En parlant du design des créatures, il faut également saluer le style de dessin de l’auteur, qui n’a pas pris une ride. Certains pourront reprocher à Kazuo Umezu de manquer de renouvellement dans la création de ses personnages, car d’une œuvre à l’autre, on retrouve beaucoup de similitudes. Mais, comme pour Junji Ito, ces deux maîtres de l’horreur peuvent se targuer d’avoir un style de dessin qui leur est propre et d’avoir eu une carrière des plus prolifiques. En plus des mangas, ils ont également dessiné plusieurs histoires courtes, ce qui excuse en partie la répétition de certains motifs.

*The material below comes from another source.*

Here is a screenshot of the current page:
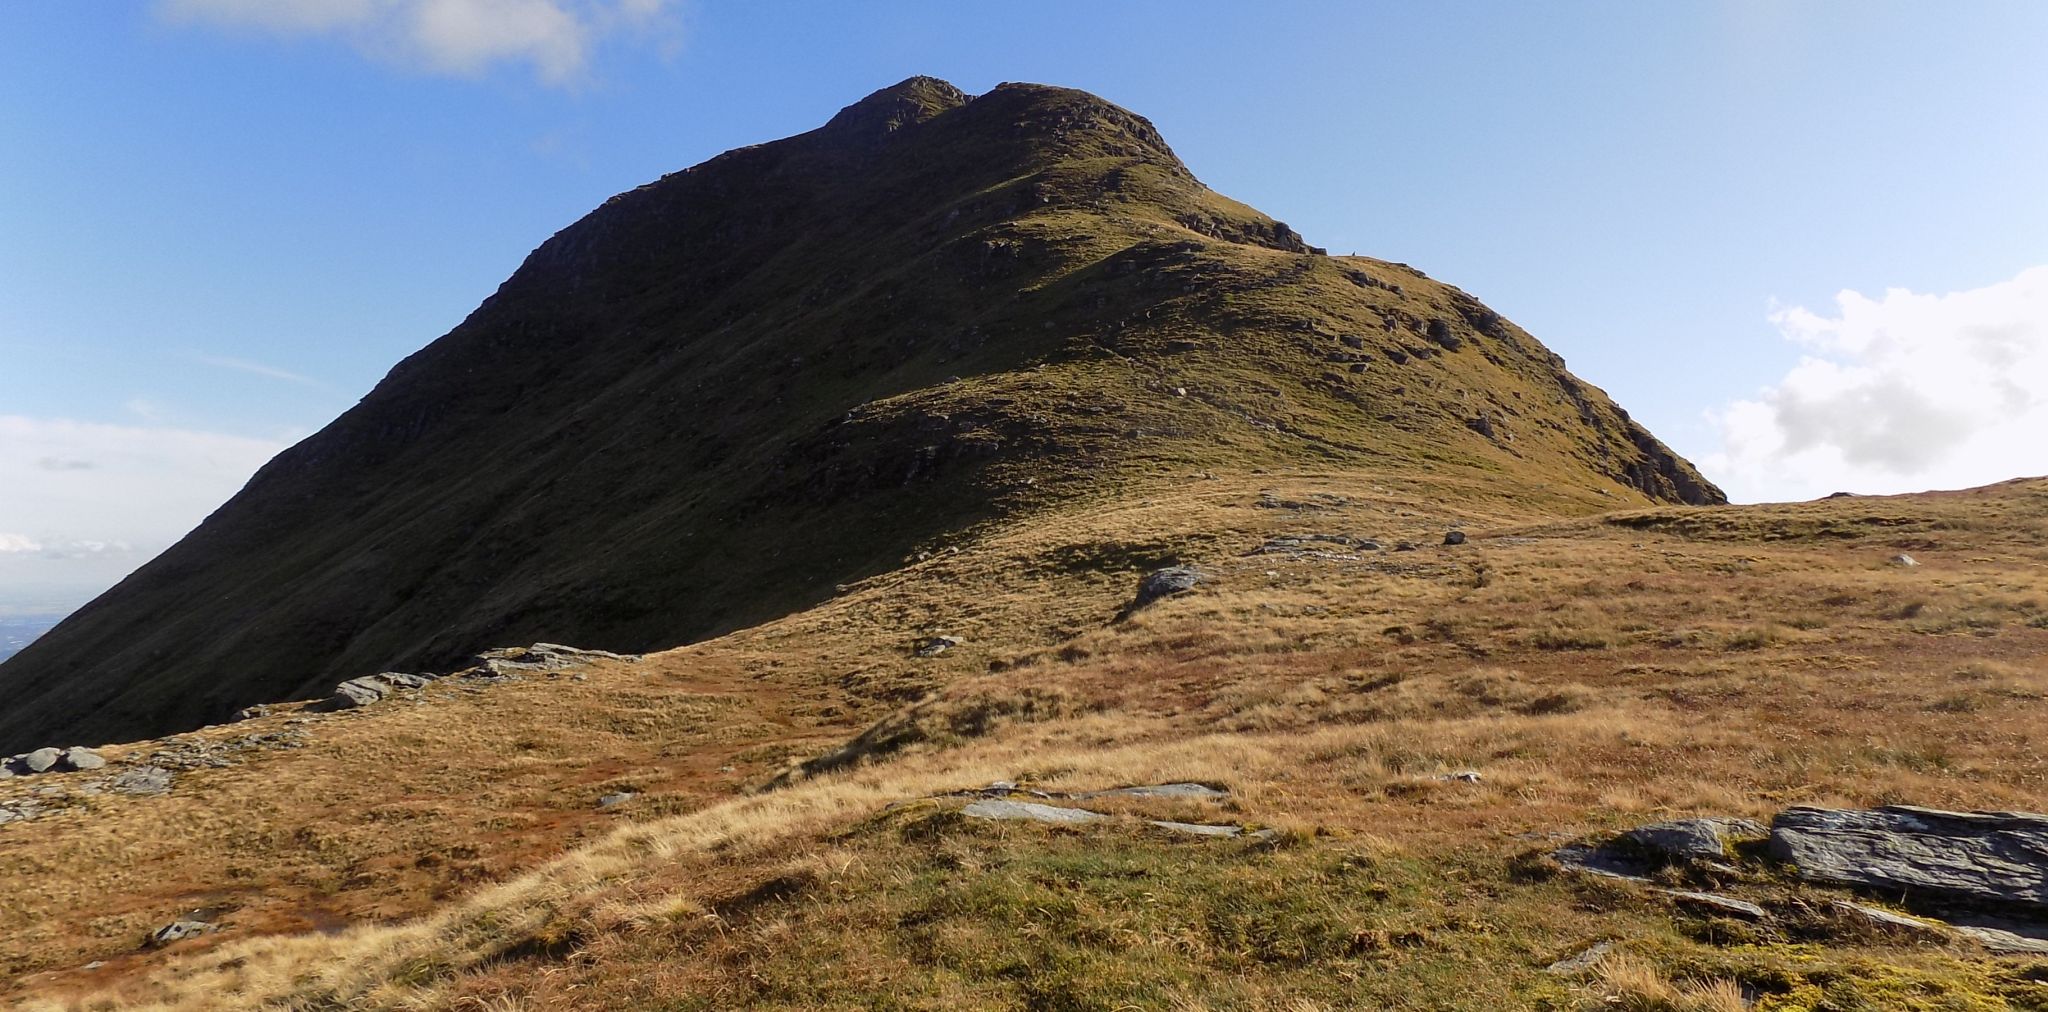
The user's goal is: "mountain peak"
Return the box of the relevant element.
[0,78,1723,752]
[821,75,971,138]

Pour revenir une dernière fois sur l’aspect graphique de l’œuvre, il faut admettre que jamais Kazuo Umezu n’a proposé une œuvre aussi maîtrisée. Son style, dépeignant des scènes souvent très sombres, s’adapte parfaitement à cet univers désertique. Avec un ciel couvert en permanence et des espaces souvent confinés, le lecteur se sent oppressé, et le format du manga n’y est pas pour rien. Cette lecture n’est possible qu’au format A3, contrairement aux autres œuvres de l’auteur, qui ont déjà été rééditées en formats plus grands. Ici, ce choix de format renforce l’ambiance cauchemardesque de l’histoire.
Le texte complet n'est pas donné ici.